Only radical structural change, including more internal democracy, can save the NDP, argued Les Campbell in this article which appeared in the National Post two days after the 2000 federal election.

With yet another dismal showing in the federal polls the punditocracy's calls for the dismantling of the federal NDP will soon reach a fever pitch. Unfortunately, it may be that nothing short of absolute humiliation can shake the party out of a torpor bred by more than 60 years of moral victories and electoral losses.

Somewhat astonishingly, the NDP's stubborn adherence to a confused leftist agenda that not even the party's staunchest supporters can divine has led to an ignominious state of affairs where the relentlessly opportunist Liberal party is laying a credible claim to being the social conscience of the nation.

How can any party be so inured to its failures and oblivious to its shortcomings? A short analysis of NDP structure will help answer that question. The federal NDP is a federation of provincial parties, with a national council and executive drawn largely from provincial party branches and trade unions. Other than the leader, the only key party official elected at a national convention is the party president, a largely ceremonial role. The national party's finances come almost exclusively from provincial party coffers and the largesse of national unions, leaving it curiously without a grassroots funding base. Senior party strategists, are, likewise, largely drawn from provincial centres and union HQ's.

While hobbled by its structure, the federal NDP's real Achilles heel is a strange unwillingness to adopt a modern policy discourse. Faced with growing evidence that private sector led economic growth is the most efficient tool for increasing living standards, social democratic parties around the world have turned their attention to more fairly distributing economic proceeds. The NDP's instinctive resistance to tax cuts leaves the impression that it believes that taxes are inherently good rather than a means to create more opportunity and equality.

Here are four ideas that could allow the party to become a challenger for national power and once again an influential political force:

1) Dump the unions before they dump the NDP.

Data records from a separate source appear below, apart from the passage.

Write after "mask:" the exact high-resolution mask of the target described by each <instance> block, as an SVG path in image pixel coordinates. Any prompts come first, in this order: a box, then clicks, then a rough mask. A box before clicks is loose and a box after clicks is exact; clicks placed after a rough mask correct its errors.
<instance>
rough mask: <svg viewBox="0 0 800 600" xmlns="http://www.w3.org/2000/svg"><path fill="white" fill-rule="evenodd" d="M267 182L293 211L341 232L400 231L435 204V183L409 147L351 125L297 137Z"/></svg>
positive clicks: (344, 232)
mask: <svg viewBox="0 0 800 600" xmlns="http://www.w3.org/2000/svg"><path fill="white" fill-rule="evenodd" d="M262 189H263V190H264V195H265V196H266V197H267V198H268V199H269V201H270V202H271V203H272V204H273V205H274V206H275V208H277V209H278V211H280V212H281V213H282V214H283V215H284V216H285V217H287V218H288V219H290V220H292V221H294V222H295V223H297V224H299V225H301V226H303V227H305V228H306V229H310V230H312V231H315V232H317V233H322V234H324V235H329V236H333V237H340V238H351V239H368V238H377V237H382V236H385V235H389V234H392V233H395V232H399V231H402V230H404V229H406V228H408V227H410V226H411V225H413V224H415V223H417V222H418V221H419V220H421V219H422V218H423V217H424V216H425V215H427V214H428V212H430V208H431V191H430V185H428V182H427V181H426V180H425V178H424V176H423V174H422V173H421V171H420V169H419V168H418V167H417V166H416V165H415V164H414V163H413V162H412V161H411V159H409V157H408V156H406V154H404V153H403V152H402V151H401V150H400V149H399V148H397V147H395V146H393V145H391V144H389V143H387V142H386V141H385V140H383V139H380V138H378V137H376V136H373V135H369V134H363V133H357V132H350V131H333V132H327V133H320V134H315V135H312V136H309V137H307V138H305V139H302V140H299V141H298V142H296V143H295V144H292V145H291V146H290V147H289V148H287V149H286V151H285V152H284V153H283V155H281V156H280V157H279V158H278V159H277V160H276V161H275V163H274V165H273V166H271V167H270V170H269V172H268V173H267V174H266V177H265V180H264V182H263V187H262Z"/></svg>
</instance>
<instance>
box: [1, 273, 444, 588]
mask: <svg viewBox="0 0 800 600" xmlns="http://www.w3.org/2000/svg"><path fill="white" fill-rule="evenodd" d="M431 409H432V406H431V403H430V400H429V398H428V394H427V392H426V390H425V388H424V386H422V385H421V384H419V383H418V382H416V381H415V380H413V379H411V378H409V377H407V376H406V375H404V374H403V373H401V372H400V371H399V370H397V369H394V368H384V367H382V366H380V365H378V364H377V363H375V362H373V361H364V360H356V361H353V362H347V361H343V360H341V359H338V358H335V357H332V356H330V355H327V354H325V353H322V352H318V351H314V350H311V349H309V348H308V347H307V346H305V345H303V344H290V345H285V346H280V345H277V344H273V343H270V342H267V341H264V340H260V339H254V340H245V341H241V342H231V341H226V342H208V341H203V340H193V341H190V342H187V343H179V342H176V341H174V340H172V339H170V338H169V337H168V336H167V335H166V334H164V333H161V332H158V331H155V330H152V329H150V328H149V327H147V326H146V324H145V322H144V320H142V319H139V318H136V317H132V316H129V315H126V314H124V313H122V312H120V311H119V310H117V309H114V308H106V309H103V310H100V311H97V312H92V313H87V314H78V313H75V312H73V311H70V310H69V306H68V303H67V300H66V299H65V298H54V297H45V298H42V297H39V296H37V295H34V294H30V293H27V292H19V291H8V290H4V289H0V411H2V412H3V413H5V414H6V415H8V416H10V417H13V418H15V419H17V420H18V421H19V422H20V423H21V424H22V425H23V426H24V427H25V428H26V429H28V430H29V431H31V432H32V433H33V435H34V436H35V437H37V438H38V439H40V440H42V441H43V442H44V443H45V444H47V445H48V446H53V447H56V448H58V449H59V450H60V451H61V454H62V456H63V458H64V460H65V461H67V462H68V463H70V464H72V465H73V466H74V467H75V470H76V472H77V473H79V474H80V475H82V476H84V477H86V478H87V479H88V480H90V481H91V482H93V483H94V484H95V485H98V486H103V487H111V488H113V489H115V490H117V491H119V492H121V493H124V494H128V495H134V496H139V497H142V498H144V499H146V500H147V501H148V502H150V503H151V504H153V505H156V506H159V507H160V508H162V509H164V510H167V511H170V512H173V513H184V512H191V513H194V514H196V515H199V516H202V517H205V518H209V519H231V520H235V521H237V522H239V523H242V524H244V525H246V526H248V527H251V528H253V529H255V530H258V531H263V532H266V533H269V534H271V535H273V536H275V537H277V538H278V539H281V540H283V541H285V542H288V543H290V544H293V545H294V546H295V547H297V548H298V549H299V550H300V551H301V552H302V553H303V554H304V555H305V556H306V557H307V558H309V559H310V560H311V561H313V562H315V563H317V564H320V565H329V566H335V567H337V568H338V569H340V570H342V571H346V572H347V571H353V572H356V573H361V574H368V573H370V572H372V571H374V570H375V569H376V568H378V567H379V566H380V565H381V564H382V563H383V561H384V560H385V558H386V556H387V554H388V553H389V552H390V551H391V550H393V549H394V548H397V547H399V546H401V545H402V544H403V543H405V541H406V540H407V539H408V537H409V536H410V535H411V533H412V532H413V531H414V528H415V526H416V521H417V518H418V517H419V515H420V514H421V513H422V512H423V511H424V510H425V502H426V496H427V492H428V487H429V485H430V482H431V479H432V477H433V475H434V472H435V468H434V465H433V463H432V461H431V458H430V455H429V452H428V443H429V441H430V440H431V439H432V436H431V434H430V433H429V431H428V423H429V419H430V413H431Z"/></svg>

This idea is not as sacrilegious or suicidal as it sounds. Union financial contributions to the NDP are a relatively small percentage of the party budget and the votes of many unionized workers have long since migrated to the Liberals and the Alliance; a reflection of the fact that union workers' wages often place them in a socioeconomic strata where they don't share the same values and priorities that the NDP trumpets. Union and NDP leaders, freed to pursue their respective political interests separately, may well choose pragmatic partnerships and coalitions that are not simply an expectation but rather a strategic choice. In any case, as the AFL/CIO's exuberant support for the U.S. Democratic Party shows, formal affiliation is not a precondition for robust political and financial support.

2) Tame the provincial lions.

It is unacceptable that provincial party insiders exert so much control over the federal party. Jealous of their own turf and infatuated with their own importance, operatives from the more powerful provincial sections often conspire to hobble their federal cousin. The national NDP must develop an independent source of financial support and leadership, even, if in the short run, times are worse. If the Canadian federal government has a reason for existence independent of that of the provinces, that is, to speak for Canada's values, then surely Canada's national political parties should resist the provincialization of their agendas.

3) Put a new premium on ideas.

As much as NDP partisans like to blame big media for the party's lack of national visibility, the federal NDP has actually run out of interesting things to say. Rather than attacking the global forces that are inexorably changing our destiny, the NDP would be more relevant talking about how to shape those forces for the good of the country.

Less heralded in the accounts of the rise of the "New Democrats" in the U.S. and "New Labour" in the U.K., was the role of political think tanks. Bill Clinton and Tony Blair borrowed heavily from new left ideas generated by the Progressive Policy Institute in the U.S. and Demos in the U.K..

4) Learn from failure.

Margaret McDonagh, Secretary General of Tony Blair's New Labour Party, recently enumerated the impetus behind the internal reforms that Labour undertook in the early 1990's. The first lesson according to McDonagh, "if it goes wrong, don't keep doing it". The second, "be prepared to change because if a party can't change itself it can't change the country".

A federal NDP, embracing the realities of global change but still a proud carrier of the social democratic tradition in Canada, freed of servitude to provincial scions and national unions, could become the national voice of the left that so many Canadians crave. NDP supporters everywhere hope that the results of this election will be the catalyst for the necessary changes.